Ku sebut ia
perempuan
yang penuh kekuatan.
Bukan layaknya
bunga
yang cukup
dipajang di vas kaca
melainkan sebuah
akar
yang menghidupi pohon.
Ia bekerja di bawah
tanah,
jauh dari tepuk
tangan dan cahaya
mencengkeram
gempuran tanah
menahan hembusan
angin
agar tak mudah
goyah
meski badai
mengguncang.
Lalu-lalang
manusia
hanya memuji
dahannya,
memotret buahnya,
mengukir nama di
batang yang tegak,
namun tak ada
yang menunduk
menengok pada penyokong
utama.
Dan akar tak
pernah mengeluh.
Bukan karena ia
tak lelah
tapi karena ia
tahu
menghidupi adalah
caranya bersuara
meski tak tampak
terang
ia tetap kuat
menopang.
Maka kepadamu
yang tak terlihat,
kepada perempuan-perempuan
hebat
yang namanya tak
disebut dalam pidato,
ketahuilah:
pohon berdiri
karenamu.
Biarkan mereka
memuji elok bunganya.
Kamu dan aku,
kita sudah lama
tahu
akar tak butuh
dipuji
untuk tetap
hidup.
Selamat Hari Kartini, 21 April 2026
Hari Kartini
bukan sekadar peringatan tahunan.
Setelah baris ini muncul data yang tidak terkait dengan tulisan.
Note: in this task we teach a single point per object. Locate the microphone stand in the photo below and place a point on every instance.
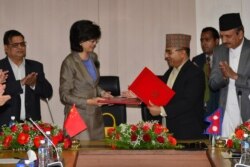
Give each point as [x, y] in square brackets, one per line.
[57, 163]
[51, 116]
[239, 96]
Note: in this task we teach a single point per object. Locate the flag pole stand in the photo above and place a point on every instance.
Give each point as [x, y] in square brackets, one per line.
[212, 138]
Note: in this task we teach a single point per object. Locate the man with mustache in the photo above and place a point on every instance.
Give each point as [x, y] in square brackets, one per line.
[231, 73]
[25, 81]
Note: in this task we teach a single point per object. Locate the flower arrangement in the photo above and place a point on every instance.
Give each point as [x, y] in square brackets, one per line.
[240, 133]
[144, 135]
[25, 136]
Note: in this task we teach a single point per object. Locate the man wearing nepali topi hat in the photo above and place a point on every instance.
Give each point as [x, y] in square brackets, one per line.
[231, 73]
[184, 113]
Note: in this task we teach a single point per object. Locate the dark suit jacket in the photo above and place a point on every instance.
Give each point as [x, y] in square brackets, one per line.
[242, 85]
[213, 102]
[185, 110]
[43, 89]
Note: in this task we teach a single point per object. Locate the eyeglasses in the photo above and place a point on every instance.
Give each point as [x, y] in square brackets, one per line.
[16, 45]
[93, 40]
[170, 52]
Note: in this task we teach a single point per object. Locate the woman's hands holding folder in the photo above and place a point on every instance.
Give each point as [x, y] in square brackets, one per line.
[154, 109]
[128, 94]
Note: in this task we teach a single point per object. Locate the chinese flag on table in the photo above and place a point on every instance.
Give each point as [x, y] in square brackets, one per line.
[215, 120]
[74, 123]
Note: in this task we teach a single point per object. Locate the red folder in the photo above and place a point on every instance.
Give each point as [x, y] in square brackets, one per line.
[148, 87]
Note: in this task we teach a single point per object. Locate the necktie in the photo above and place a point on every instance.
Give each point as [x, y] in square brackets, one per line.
[208, 66]
[172, 77]
[207, 70]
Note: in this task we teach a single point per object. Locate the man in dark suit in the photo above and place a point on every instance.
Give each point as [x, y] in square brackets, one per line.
[209, 40]
[184, 113]
[231, 73]
[26, 82]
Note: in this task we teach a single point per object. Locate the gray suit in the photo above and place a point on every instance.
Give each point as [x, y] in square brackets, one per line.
[242, 84]
[76, 86]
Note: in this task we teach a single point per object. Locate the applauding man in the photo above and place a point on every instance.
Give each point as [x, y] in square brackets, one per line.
[25, 81]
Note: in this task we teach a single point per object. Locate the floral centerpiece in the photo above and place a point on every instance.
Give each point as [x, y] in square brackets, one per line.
[144, 135]
[25, 136]
[240, 133]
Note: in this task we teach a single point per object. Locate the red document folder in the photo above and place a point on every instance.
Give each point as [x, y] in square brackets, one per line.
[147, 86]
[122, 100]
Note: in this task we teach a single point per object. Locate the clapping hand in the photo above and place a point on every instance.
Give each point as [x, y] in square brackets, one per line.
[227, 71]
[30, 79]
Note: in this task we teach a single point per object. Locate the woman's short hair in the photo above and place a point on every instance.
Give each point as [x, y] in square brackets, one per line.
[8, 35]
[81, 31]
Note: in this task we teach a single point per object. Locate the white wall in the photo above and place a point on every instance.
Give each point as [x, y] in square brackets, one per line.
[133, 34]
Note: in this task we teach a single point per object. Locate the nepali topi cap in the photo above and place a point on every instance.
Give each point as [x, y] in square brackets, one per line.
[178, 40]
[229, 21]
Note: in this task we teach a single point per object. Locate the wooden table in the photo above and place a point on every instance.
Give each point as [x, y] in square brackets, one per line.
[69, 157]
[97, 154]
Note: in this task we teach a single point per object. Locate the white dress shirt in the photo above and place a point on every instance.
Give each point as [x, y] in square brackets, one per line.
[19, 72]
[232, 115]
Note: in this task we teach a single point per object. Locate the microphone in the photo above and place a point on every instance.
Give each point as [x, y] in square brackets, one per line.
[57, 163]
[239, 96]
[51, 116]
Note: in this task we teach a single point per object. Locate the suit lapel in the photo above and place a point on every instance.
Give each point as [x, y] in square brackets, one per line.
[82, 69]
[243, 57]
[179, 76]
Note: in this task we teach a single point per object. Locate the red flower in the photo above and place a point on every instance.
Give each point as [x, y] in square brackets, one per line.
[46, 127]
[113, 146]
[229, 143]
[172, 140]
[239, 133]
[55, 140]
[145, 128]
[247, 125]
[23, 138]
[133, 137]
[14, 128]
[67, 143]
[146, 137]
[117, 136]
[7, 141]
[158, 129]
[37, 140]
[133, 128]
[26, 128]
[160, 139]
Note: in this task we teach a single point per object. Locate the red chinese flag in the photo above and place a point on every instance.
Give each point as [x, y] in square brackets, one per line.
[74, 123]
[148, 87]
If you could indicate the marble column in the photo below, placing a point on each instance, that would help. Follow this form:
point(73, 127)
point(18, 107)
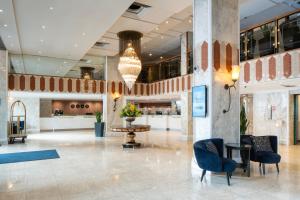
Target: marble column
point(186, 40)
point(112, 74)
point(3, 96)
point(216, 43)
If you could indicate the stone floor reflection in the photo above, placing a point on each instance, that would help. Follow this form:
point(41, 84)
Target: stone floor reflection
point(162, 169)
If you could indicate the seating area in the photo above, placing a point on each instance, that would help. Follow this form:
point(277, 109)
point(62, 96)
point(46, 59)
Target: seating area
point(209, 154)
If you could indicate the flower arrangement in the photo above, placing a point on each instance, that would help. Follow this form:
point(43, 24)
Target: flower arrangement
point(130, 110)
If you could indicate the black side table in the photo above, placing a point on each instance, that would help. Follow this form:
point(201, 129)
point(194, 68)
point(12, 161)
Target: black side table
point(245, 154)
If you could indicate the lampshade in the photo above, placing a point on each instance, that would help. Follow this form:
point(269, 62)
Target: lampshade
point(129, 66)
point(235, 72)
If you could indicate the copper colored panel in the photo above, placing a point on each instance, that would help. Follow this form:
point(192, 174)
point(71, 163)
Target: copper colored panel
point(172, 85)
point(147, 89)
point(11, 82)
point(189, 82)
point(217, 60)
point(70, 85)
point(113, 87)
point(182, 83)
point(142, 89)
point(51, 81)
point(120, 87)
point(77, 85)
point(238, 57)
point(135, 89)
point(94, 86)
point(272, 68)
point(86, 85)
point(42, 83)
point(247, 72)
point(168, 86)
point(61, 85)
point(32, 83)
point(258, 70)
point(287, 65)
point(101, 87)
point(204, 56)
point(22, 82)
point(228, 57)
point(128, 91)
point(158, 87)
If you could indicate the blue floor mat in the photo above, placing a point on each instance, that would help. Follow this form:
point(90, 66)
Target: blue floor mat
point(28, 156)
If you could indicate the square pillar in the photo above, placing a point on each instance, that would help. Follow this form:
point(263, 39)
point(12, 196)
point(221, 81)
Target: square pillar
point(3, 96)
point(216, 50)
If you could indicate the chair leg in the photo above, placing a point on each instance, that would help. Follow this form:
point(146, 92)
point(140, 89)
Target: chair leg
point(203, 174)
point(228, 178)
point(264, 169)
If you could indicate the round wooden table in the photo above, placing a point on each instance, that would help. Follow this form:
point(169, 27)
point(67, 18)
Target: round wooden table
point(130, 143)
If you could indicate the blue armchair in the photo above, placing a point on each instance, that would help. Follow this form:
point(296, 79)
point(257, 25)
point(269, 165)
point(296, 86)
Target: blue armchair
point(268, 156)
point(209, 160)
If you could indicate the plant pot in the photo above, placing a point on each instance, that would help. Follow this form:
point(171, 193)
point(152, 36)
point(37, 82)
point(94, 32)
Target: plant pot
point(99, 129)
point(129, 120)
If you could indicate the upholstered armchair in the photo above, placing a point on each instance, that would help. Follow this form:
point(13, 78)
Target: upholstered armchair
point(264, 150)
point(209, 155)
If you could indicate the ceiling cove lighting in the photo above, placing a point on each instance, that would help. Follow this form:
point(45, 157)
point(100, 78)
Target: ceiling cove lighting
point(130, 64)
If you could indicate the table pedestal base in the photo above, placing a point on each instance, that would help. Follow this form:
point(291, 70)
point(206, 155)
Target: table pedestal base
point(130, 141)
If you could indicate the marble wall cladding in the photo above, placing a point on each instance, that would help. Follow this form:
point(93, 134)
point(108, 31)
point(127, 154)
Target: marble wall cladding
point(217, 20)
point(3, 95)
point(32, 112)
point(270, 115)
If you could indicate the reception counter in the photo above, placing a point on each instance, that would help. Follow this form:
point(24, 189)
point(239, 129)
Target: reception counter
point(164, 122)
point(67, 122)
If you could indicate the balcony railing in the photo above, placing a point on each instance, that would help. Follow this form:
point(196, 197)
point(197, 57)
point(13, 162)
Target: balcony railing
point(276, 36)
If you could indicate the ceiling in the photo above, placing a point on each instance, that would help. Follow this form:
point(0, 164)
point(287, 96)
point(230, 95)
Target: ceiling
point(51, 36)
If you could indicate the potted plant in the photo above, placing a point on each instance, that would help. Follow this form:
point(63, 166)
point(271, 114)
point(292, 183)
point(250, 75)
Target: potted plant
point(244, 123)
point(99, 125)
point(130, 112)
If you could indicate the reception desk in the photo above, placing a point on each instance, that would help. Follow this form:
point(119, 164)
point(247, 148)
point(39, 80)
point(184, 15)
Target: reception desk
point(164, 122)
point(67, 122)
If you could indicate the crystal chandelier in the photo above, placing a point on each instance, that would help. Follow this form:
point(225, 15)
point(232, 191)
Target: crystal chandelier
point(129, 66)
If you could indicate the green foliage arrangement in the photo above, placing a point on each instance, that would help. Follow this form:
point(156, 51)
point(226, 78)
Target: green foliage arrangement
point(130, 110)
point(99, 117)
point(244, 123)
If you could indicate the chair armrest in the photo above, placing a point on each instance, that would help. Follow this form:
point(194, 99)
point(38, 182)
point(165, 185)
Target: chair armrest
point(274, 143)
point(208, 160)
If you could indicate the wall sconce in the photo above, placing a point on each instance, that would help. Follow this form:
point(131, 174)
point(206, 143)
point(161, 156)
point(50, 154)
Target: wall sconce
point(115, 97)
point(235, 73)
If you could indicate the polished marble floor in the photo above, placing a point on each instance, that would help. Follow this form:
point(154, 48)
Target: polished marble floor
point(92, 168)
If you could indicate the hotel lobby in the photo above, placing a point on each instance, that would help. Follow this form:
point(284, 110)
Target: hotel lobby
point(149, 99)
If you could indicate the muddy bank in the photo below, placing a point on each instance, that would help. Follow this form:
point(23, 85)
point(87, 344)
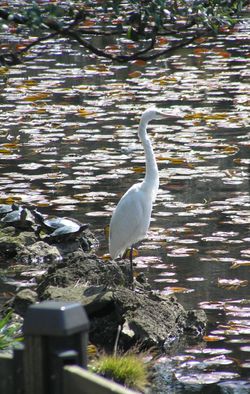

Ia adalah momen untuk kembali mengingat bahwa
perjuangan R.A Kartini tidak berhenti pada zamannya, ia terus mengalir, hadir dalam
setiap jiwa perempuan untuk terus berjuang.
Kartini tidak
berjuang agar perempuan dipuji. Ia berjuang agar perempuan diakui hak-haknya,
suaranya, dan keberadaannya sebagai manusia yang utuh. Hari ini, semangat itu
masih hidup dalam diri setiap ibu yang mengorbankan tidurnya, setiap perempuan
yang bekerja keras tanpa sorak, dan setiap tangan yang menopang orang-orang di
sekitarnya tanpa pernah meminta balasan.
Sebagaimana akar
yang tidak butuh terlihat untuk terus memberi kehidupan, perempuan Indonesia
telah dan akan selalu menjadi kekuatan yang menggerakkan dunia, meski dunia
tidak selalu menyadarinya.
Kepada seluruh perempuan, yang terlihat maupun yang tidak, yang dipuji maupun yang terlupakan, kalian adalah alasan mengapa pohon ini masih berdiri. Terima kasih telah memilih untuk tetap kuat.